In seiner Rede auf der „Konferenz zur friedlichen Beilegung der palästinensischen Frage und Umsetzung der Zwei-Staaten-Lösung“ (New York, 22. September 2025) kündigte Emmanuel Macron an, „die Zeit ist gekommen“ dass Frankreich den Staat Palästina „anerkenne“. Damit bestätigte der französische Präsident eine Entscheidung, die bereits im Sommer mit Saudi-Arabien getroffen worden war. Dieser Schritt steht allerdings wenig im Einklang mit dem Geist des Aachener Vertrags, der für alle internationalen Fragen – insbesondere im Rahmen der Vereinten Nationen (Art. 8) – eine enge Abstimmung mit Deutschland vorsieht. Über innenpolitische Erwägungen hinaus ist die Gaza-Krise seit Oktober 2023 die Ursache des Pariser Vorgehens, auch wenn die Eröffnung einer vollwertigen Botschaft derzeit nicht absehbar ist.
Ein dissonantes Duo
Frankreich und Deutschland haben bislang weder bilateral noch auf europäischer Ebene eine gemeinsame Position gefunden. Die Erklärungen, Rechtfertigungen oder gar Entschuldigungen für ihre jeweiligen Standpunkte sind zahlreich: Paris betont seine besondere Verantwortung als ständiges Mitglied des Sicherheitsrats, ohne die Bedeutung der jüdischen wie auch der arabisch-muslimischen Gemeinschaften im Land zu übersehen. Berlin verweist seinerseits auf seine „historische Verantwortung“ gegenüber Israel und auf die „Staatsraison“, die seine bedingungslose Unterstützung für Israels Existenzrecht und Sicherheit begründet.

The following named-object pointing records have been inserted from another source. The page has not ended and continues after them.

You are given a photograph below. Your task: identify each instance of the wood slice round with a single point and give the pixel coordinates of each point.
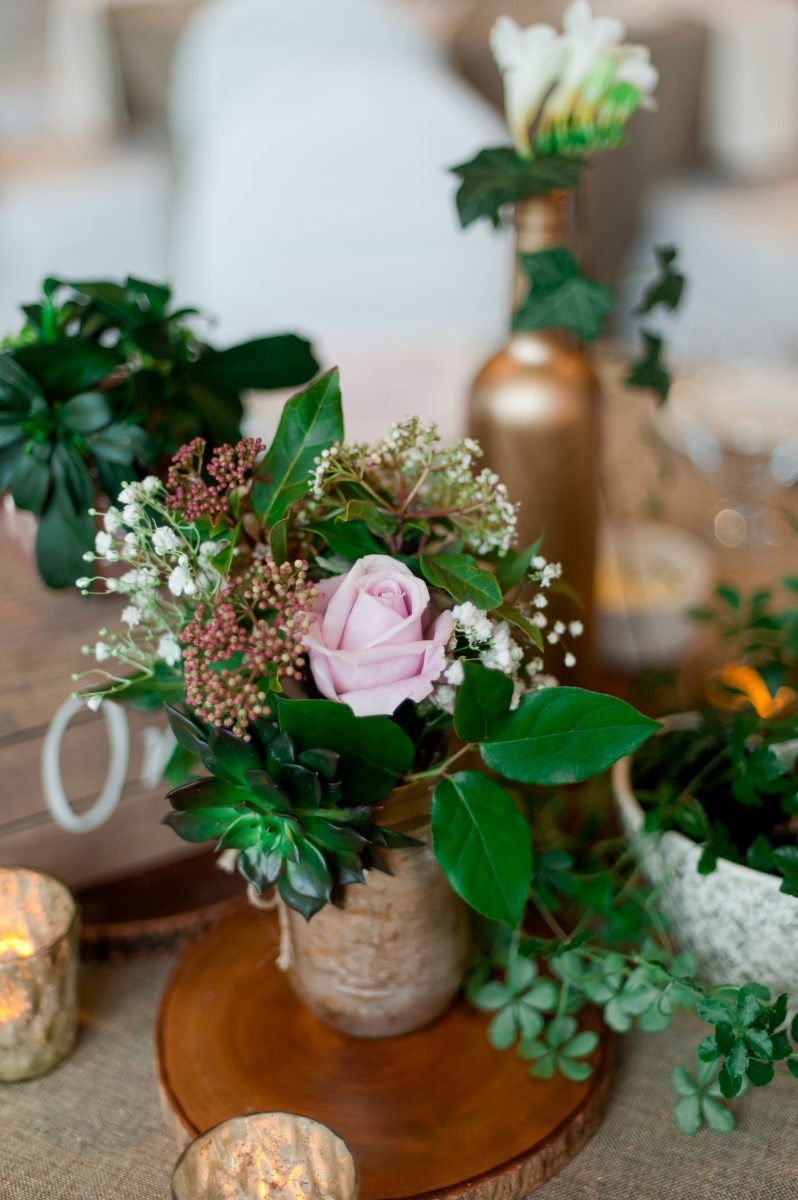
(435, 1113)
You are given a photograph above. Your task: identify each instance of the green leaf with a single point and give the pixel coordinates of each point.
(279, 541)
(563, 736)
(69, 366)
(483, 845)
(648, 371)
(87, 412)
(688, 1115)
(189, 733)
(202, 825)
(375, 751)
(483, 699)
(461, 577)
(351, 540)
(669, 286)
(61, 541)
(561, 298)
(498, 177)
(516, 618)
(124, 443)
(233, 753)
(72, 477)
(241, 834)
(29, 484)
(263, 364)
(310, 423)
(502, 1031)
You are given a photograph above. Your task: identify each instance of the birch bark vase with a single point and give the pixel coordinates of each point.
(393, 958)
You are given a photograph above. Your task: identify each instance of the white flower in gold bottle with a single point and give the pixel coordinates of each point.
(529, 60)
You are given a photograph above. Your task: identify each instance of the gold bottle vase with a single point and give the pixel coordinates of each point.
(534, 408)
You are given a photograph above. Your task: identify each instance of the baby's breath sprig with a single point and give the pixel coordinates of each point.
(417, 481)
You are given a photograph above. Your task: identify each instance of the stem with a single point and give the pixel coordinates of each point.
(442, 767)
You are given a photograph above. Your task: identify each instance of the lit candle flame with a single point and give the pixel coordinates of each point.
(751, 687)
(13, 947)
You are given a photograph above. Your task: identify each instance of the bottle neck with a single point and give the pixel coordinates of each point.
(539, 225)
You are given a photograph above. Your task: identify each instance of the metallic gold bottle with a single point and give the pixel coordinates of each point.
(534, 408)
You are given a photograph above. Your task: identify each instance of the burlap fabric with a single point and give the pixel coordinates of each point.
(91, 1131)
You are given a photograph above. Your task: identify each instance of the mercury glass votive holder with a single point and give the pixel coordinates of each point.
(276, 1155)
(39, 972)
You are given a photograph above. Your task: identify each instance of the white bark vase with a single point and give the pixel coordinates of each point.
(736, 921)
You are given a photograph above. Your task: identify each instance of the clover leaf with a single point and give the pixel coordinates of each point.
(563, 1048)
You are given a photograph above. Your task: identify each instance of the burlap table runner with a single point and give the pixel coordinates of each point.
(93, 1131)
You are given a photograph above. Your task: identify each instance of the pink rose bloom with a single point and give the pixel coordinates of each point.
(377, 640)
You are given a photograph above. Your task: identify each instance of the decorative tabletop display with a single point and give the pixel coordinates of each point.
(349, 630)
(102, 384)
(711, 808)
(534, 405)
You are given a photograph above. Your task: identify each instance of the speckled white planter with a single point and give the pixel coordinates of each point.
(736, 921)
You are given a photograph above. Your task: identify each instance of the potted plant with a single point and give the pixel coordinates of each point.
(101, 385)
(340, 630)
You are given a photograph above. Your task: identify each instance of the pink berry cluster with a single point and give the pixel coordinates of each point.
(189, 492)
(263, 617)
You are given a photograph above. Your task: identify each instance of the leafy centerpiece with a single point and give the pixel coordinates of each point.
(102, 384)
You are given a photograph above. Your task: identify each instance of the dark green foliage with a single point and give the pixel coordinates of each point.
(499, 177)
(561, 298)
(285, 804)
(103, 383)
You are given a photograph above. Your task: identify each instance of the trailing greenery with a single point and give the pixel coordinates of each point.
(101, 385)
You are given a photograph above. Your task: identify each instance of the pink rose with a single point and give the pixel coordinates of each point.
(377, 640)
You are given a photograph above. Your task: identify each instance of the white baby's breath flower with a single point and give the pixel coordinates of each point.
(169, 649)
(112, 521)
(103, 543)
(165, 540)
(180, 581)
(529, 60)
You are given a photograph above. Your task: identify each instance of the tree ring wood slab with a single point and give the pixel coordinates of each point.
(438, 1113)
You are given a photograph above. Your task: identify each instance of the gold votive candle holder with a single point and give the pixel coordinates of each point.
(39, 972)
(276, 1155)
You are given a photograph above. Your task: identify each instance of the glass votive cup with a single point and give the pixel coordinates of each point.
(39, 972)
(276, 1155)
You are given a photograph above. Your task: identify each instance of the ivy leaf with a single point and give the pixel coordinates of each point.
(561, 297)
(310, 423)
(375, 751)
(461, 577)
(483, 699)
(498, 177)
(669, 286)
(648, 371)
(483, 845)
(563, 736)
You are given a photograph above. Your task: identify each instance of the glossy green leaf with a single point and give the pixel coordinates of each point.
(483, 845)
(498, 177)
(375, 753)
(483, 700)
(461, 577)
(87, 413)
(310, 423)
(563, 736)
(561, 298)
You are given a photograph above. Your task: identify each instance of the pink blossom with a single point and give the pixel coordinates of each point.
(376, 639)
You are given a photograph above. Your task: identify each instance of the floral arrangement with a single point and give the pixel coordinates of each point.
(568, 95)
(328, 621)
(102, 384)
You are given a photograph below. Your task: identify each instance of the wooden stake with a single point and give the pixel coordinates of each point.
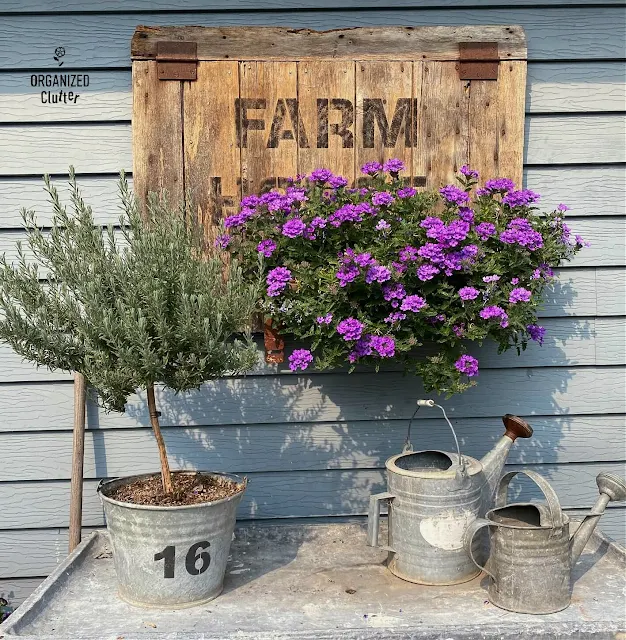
(78, 455)
(166, 475)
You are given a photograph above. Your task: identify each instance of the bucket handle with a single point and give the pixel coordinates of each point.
(556, 513)
(468, 539)
(373, 520)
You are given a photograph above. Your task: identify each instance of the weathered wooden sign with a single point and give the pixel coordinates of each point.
(223, 112)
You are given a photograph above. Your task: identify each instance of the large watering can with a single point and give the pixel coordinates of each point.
(532, 553)
(432, 498)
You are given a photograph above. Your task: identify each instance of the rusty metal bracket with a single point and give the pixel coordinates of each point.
(177, 60)
(478, 60)
(274, 344)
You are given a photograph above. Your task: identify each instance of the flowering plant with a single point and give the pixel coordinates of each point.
(372, 273)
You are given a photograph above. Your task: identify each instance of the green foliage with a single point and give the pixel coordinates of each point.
(126, 307)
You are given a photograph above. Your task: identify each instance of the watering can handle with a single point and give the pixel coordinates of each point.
(373, 519)
(468, 539)
(556, 513)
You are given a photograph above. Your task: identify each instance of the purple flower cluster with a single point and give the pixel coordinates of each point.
(427, 272)
(468, 293)
(468, 173)
(413, 303)
(468, 365)
(536, 333)
(520, 231)
(266, 247)
(382, 198)
(300, 359)
(293, 228)
(277, 280)
(350, 329)
(394, 165)
(454, 195)
(519, 295)
(377, 273)
(495, 312)
(485, 230)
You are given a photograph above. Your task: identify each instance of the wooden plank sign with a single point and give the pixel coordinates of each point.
(270, 103)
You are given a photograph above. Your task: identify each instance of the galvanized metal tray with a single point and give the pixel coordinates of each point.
(315, 581)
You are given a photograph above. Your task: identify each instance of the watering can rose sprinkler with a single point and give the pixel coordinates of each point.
(433, 496)
(532, 552)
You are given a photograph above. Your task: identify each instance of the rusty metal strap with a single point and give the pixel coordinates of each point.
(478, 60)
(177, 60)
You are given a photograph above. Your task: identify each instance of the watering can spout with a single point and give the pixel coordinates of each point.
(493, 462)
(612, 488)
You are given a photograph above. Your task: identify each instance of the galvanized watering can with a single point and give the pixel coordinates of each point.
(433, 496)
(532, 554)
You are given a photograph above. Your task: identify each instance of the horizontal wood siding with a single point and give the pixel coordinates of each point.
(314, 446)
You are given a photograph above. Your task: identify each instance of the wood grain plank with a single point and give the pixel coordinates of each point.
(269, 141)
(157, 134)
(589, 191)
(559, 33)
(289, 495)
(212, 157)
(112, 6)
(279, 43)
(95, 148)
(326, 397)
(443, 124)
(553, 87)
(386, 127)
(301, 447)
(326, 93)
(510, 119)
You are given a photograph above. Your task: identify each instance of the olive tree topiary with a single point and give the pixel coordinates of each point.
(128, 307)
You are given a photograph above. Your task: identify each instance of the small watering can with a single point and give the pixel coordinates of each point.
(532, 554)
(432, 498)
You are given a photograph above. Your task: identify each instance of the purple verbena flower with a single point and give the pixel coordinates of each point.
(277, 280)
(266, 247)
(382, 198)
(469, 173)
(350, 329)
(536, 333)
(377, 274)
(468, 365)
(427, 272)
(468, 293)
(300, 359)
(484, 230)
(413, 303)
(406, 192)
(223, 241)
(293, 228)
(519, 295)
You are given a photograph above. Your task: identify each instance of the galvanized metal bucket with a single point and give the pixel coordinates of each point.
(170, 557)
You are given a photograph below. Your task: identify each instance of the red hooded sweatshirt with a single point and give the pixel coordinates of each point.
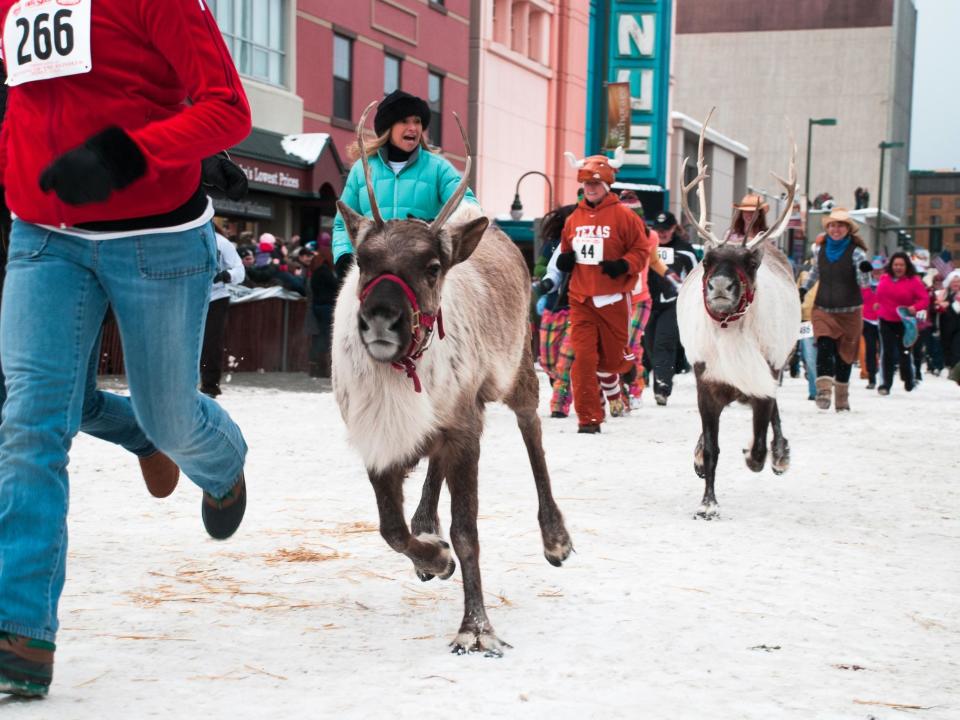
(621, 234)
(148, 57)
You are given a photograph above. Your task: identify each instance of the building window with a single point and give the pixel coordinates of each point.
(435, 101)
(391, 74)
(255, 33)
(342, 78)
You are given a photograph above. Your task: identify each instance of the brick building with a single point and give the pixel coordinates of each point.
(311, 66)
(935, 202)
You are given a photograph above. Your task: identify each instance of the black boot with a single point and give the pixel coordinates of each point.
(222, 517)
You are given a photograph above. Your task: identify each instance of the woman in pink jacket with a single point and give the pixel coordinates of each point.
(899, 287)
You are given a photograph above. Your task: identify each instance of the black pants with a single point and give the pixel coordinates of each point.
(211, 355)
(871, 338)
(893, 353)
(829, 362)
(660, 340)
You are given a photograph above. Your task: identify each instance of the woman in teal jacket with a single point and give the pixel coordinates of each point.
(409, 179)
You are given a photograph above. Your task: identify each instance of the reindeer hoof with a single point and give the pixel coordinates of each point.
(468, 641)
(708, 511)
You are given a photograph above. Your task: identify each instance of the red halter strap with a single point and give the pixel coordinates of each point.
(421, 330)
(746, 299)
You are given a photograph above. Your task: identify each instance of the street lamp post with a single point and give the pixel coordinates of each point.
(810, 123)
(516, 208)
(884, 146)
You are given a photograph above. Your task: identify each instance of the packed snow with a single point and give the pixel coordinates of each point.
(829, 592)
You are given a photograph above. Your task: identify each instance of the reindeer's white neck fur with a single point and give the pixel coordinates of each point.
(387, 420)
(742, 354)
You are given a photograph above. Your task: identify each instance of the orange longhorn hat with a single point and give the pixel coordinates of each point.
(597, 167)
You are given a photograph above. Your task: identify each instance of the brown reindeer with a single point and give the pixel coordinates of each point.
(411, 383)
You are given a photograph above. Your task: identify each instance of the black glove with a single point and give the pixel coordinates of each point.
(614, 268)
(566, 261)
(108, 161)
(343, 264)
(221, 172)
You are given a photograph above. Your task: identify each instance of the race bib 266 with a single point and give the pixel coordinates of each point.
(44, 39)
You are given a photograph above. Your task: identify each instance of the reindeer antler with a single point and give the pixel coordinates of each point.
(703, 227)
(791, 187)
(448, 207)
(374, 208)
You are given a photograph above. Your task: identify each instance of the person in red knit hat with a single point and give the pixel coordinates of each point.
(604, 246)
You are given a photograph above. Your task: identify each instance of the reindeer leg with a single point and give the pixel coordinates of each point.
(461, 455)
(712, 398)
(429, 553)
(426, 521)
(756, 454)
(779, 447)
(523, 401)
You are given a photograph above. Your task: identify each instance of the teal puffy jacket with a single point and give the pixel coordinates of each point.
(420, 189)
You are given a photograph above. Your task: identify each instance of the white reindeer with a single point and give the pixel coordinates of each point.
(411, 383)
(739, 319)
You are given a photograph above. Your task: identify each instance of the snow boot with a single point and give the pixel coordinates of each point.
(26, 665)
(841, 395)
(222, 516)
(824, 391)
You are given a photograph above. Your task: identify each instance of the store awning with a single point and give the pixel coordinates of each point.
(294, 165)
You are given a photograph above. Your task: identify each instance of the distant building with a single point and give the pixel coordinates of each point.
(311, 66)
(935, 201)
(768, 66)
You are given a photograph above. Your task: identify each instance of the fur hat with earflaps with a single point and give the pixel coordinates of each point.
(597, 167)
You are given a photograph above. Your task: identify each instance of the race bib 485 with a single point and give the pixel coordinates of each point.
(44, 39)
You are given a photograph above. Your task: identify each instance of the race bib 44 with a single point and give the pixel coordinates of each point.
(44, 39)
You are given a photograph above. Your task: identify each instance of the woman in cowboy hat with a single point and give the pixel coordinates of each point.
(842, 268)
(751, 213)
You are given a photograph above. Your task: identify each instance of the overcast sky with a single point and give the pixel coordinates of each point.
(935, 140)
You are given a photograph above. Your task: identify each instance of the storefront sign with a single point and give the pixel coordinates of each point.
(272, 174)
(618, 116)
(638, 54)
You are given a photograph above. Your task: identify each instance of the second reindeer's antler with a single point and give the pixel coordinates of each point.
(703, 227)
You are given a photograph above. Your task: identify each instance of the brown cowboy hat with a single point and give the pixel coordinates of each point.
(841, 215)
(751, 202)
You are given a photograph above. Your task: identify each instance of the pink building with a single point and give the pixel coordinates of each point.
(529, 100)
(311, 66)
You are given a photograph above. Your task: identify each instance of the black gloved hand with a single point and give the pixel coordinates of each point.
(106, 162)
(566, 261)
(614, 268)
(343, 264)
(221, 172)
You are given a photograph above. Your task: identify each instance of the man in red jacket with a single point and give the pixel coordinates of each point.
(604, 247)
(100, 161)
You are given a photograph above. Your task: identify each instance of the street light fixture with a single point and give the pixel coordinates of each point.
(516, 208)
(810, 123)
(884, 146)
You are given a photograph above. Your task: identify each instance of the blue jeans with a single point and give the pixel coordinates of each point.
(57, 291)
(105, 415)
(808, 352)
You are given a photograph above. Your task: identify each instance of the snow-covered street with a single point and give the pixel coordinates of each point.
(829, 592)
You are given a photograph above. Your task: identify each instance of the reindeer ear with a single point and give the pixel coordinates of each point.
(465, 238)
(356, 224)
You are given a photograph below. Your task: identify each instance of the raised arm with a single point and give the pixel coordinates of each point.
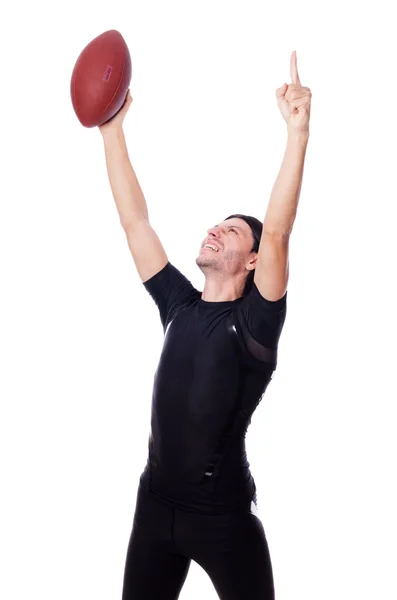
(272, 267)
(146, 249)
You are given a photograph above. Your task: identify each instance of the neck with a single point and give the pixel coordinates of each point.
(217, 290)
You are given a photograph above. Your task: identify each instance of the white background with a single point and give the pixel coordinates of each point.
(80, 337)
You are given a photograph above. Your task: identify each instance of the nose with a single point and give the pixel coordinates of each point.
(215, 231)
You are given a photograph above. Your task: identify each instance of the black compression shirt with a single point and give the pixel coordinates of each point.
(216, 362)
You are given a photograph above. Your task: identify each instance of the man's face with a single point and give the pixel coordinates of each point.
(226, 247)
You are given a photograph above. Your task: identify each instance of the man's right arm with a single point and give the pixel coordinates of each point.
(146, 249)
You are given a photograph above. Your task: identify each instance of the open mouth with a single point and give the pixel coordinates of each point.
(210, 247)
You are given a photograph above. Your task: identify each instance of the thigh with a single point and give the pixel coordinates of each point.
(153, 568)
(236, 557)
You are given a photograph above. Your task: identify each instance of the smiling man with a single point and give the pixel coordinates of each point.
(197, 498)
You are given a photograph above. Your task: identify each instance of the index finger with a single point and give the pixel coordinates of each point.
(294, 69)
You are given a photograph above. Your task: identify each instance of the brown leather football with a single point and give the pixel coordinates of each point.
(100, 79)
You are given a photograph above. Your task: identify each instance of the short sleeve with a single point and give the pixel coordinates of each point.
(170, 289)
(263, 319)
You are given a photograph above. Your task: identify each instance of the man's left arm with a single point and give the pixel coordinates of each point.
(272, 268)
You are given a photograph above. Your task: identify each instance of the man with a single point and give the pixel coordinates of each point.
(197, 498)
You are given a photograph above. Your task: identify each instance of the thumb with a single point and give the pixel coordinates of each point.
(280, 92)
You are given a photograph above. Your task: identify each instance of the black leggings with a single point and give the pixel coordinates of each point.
(231, 548)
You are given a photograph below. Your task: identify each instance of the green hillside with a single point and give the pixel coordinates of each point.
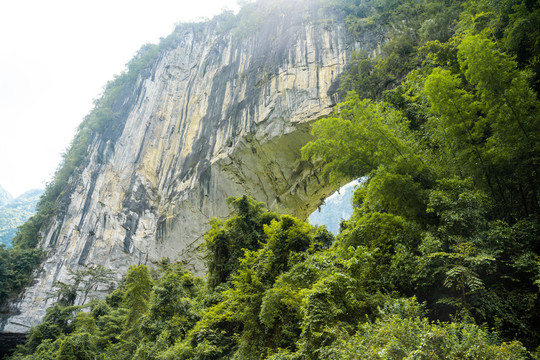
(440, 258)
(15, 212)
(5, 197)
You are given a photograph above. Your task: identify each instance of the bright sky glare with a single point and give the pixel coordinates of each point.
(55, 58)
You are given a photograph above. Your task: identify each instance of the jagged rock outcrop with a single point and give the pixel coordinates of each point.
(218, 115)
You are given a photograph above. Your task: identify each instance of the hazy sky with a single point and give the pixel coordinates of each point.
(55, 58)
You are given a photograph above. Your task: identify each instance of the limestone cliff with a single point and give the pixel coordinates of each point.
(221, 113)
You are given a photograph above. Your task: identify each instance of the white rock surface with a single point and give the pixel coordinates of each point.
(216, 116)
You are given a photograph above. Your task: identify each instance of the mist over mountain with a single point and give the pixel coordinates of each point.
(5, 197)
(15, 211)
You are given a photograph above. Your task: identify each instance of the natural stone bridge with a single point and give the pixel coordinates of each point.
(218, 115)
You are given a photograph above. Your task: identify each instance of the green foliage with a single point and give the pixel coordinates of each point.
(226, 240)
(447, 216)
(15, 212)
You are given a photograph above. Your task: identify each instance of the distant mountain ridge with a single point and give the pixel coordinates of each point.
(15, 211)
(5, 197)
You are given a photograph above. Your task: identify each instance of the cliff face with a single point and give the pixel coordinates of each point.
(218, 115)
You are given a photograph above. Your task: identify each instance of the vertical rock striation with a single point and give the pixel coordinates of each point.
(219, 114)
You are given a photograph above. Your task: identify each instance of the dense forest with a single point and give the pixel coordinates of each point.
(440, 259)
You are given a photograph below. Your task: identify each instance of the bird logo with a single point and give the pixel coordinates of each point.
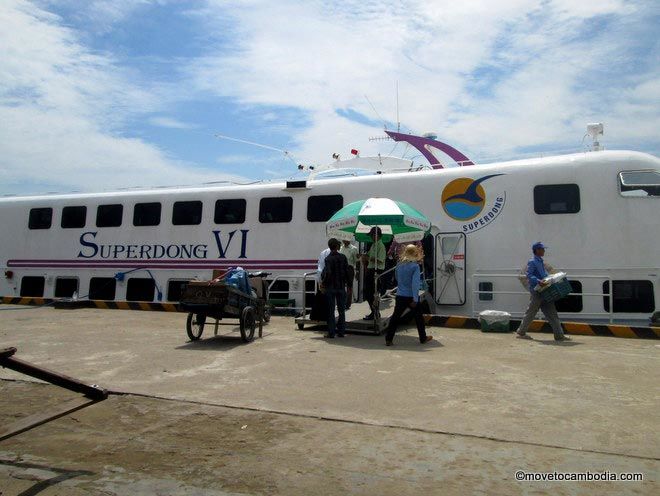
(464, 198)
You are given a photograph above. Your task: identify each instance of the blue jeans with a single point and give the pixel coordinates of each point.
(336, 297)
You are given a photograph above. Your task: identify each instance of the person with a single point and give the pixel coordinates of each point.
(319, 305)
(407, 296)
(334, 276)
(535, 274)
(351, 253)
(374, 260)
(393, 253)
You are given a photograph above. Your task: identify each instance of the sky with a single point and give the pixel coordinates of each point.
(101, 95)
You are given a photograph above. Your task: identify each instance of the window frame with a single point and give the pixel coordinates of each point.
(322, 218)
(285, 199)
(537, 200)
(108, 205)
(237, 201)
(179, 204)
(66, 215)
(621, 185)
(142, 205)
(36, 223)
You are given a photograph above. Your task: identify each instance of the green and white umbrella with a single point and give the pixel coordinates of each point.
(395, 219)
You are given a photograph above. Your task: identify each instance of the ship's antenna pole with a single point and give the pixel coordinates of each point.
(398, 122)
(266, 147)
(376, 111)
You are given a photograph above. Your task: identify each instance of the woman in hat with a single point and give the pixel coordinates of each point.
(407, 294)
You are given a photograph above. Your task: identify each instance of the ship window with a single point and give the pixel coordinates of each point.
(639, 183)
(146, 214)
(572, 303)
(629, 296)
(32, 286)
(557, 199)
(109, 215)
(321, 208)
(485, 291)
(279, 291)
(73, 217)
(229, 211)
(40, 218)
(175, 289)
(102, 288)
(278, 209)
(140, 289)
(187, 213)
(65, 287)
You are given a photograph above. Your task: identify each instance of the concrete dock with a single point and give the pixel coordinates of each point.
(293, 413)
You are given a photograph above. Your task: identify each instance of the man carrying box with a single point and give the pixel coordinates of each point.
(535, 274)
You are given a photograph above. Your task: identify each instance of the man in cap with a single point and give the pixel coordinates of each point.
(535, 274)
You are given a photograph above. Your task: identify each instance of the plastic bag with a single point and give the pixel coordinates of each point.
(495, 316)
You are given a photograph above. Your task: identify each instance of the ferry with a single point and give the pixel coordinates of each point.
(597, 211)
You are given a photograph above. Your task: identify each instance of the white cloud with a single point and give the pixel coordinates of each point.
(63, 110)
(319, 59)
(169, 122)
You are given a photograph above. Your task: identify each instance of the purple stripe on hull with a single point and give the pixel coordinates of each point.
(163, 264)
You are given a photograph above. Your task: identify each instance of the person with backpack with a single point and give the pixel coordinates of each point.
(333, 278)
(536, 272)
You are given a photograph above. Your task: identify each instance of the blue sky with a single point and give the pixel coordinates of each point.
(104, 94)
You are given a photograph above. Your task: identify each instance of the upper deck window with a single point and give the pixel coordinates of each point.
(278, 209)
(40, 218)
(230, 211)
(109, 215)
(639, 183)
(146, 214)
(74, 217)
(321, 208)
(187, 213)
(556, 199)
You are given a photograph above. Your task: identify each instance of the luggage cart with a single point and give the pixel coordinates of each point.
(218, 300)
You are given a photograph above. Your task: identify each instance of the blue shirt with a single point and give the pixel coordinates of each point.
(535, 272)
(407, 275)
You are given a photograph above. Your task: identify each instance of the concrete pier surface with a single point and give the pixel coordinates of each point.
(293, 413)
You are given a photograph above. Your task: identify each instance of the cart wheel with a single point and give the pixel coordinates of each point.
(195, 325)
(248, 324)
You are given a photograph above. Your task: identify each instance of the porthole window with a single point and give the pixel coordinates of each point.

Beide Hauptstädte halten dennoch an der altbekannten, fast beschwörend wiederholten Formel der Zwei-Staaten-Lösung fest – als einzigem möglichen modus vivendi für sichere und international anerkannte Grenzen. Bemerkenswert ist zudem, dass die nur von der Türkei anerkannte Türkische Republik Nordzypern eine umgekehrte Situation zu Palästina darstellt, das von über 150 Ländern als Staat akzeptiert wird.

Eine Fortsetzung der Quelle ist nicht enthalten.